🤖 AI Summary
This work addresses the challenge of high fine-tuning latency and communication overhead in wireless federated learning caused by the massive parameter count of large language models, particularly under resource-constrained and heterogeneous client conditions. To mitigate this, the authors propose the Joint Client-specific Pruning and Bandwidth Allocation (JCPBA) framework, which uniquely integrates client-aware dynamic pruning with wireless bandwidth allocation through joint optimization to minimize end-to-end fine-tuning latency. The framework employs a block coordinate descent algorithm to solve the coupled optimization problem of pruning ratios and bandwidth allocation, effectively unifying model compression with communication scheduling.

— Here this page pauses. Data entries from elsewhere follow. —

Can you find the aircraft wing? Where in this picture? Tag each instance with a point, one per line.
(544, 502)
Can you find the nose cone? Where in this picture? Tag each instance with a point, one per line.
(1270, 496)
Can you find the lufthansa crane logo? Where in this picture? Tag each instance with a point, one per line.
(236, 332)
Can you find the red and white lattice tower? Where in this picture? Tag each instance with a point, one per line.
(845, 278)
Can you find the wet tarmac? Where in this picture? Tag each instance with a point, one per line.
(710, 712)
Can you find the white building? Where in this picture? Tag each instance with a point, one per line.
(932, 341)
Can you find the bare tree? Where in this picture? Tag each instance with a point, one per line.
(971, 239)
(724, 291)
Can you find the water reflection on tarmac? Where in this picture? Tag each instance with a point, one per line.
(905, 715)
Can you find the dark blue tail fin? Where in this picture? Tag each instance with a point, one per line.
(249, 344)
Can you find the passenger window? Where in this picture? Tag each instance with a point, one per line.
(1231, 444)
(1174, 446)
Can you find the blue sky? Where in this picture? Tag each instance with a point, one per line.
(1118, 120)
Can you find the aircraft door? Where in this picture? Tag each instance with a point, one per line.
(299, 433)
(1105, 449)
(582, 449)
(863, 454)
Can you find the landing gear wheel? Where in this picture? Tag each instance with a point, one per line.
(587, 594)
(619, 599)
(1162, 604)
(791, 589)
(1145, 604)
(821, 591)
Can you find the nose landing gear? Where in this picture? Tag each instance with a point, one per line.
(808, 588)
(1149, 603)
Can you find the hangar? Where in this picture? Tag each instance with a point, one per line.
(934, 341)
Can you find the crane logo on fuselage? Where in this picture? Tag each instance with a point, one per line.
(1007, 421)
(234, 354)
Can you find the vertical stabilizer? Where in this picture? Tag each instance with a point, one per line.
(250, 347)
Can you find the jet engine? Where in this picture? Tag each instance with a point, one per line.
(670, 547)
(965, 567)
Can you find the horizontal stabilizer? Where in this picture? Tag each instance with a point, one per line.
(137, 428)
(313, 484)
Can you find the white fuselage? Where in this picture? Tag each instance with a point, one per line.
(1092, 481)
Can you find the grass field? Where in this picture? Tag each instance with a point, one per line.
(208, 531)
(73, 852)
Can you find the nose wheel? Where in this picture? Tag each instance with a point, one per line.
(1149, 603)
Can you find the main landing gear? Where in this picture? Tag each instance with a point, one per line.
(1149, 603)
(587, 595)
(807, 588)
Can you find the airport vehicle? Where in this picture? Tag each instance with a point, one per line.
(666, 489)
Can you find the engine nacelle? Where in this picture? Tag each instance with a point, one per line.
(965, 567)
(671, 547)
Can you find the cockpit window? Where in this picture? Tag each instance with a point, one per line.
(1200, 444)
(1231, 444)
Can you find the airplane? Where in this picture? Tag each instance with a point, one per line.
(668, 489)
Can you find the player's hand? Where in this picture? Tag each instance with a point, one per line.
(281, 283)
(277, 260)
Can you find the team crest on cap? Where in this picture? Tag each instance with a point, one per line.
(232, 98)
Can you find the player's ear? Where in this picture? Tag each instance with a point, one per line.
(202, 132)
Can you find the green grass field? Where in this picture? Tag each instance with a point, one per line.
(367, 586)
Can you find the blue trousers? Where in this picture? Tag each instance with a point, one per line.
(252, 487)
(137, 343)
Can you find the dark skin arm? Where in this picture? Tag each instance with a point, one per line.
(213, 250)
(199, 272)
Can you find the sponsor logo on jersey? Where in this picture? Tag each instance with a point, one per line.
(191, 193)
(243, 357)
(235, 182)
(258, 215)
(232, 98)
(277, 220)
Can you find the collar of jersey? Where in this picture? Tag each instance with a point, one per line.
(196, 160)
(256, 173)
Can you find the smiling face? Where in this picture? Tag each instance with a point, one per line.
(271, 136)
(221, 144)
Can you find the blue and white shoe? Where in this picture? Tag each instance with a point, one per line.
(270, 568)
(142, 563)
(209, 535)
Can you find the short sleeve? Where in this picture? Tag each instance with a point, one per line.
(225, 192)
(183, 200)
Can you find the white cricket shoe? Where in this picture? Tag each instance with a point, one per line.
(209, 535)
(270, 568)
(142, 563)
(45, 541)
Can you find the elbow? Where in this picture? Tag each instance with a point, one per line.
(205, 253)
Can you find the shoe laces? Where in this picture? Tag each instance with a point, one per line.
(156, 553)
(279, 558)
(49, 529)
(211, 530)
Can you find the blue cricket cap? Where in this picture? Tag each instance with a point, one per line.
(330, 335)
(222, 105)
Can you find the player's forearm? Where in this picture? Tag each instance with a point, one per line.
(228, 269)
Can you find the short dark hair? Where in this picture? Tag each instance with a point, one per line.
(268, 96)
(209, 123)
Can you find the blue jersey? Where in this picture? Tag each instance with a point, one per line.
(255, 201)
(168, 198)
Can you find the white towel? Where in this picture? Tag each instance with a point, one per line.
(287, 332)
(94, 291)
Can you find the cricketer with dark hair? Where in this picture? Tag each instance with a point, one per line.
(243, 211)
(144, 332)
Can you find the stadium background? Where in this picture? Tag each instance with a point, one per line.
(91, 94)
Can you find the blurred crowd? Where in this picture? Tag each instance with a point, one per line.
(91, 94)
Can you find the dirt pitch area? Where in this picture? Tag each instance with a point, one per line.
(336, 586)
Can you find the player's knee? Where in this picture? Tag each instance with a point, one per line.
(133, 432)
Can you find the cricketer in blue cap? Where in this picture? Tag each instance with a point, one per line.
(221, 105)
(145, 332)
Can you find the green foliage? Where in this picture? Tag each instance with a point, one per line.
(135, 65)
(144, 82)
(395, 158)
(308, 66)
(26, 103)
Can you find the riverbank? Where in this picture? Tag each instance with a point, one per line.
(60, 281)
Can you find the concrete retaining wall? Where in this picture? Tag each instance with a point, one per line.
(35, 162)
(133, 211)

Experimental results on the Yahoo Answers and GSM8K datasets demonstrate that JCPBA significantly reduces fine-tuning time and resource consumption while achieving comparable or lower test loss.
📝 Abstract
Recently, federated large language models (LLMs) have drawn significant attention thanks to coupled capabilities of LLMs and federated learning (FL) that address privacy concerns in collaborative fine-tuning. However, due to large-scale parameters of LLMs, existing federated LLM fine-tuning frameworks incur significant challenges in resource-constrained clients characterized by heterogeneous computing capabilities and random wireless channels. To address this issue, we propose a joint client-specific pruning and bandwidth allocation (JCPBA) framework for federated LLMs to improve the fine-tuning efficiency over the wireless networks. Specifically, we formulate a fine-tuning latency minimization problem by jointly optimizing pruning rates and bandwidth allocations. Furthermore, we solve this optimization problem using a block coordinate descent method. Extensive experiments on the datasets of Yahoo Answers and GSM8K demonstrate that the proposed framework significantly reduces wall-clock fine-tuning time compared with state-of-the-art baselines and gains equal or lower test loss at the cost of lower computation and communication overhead.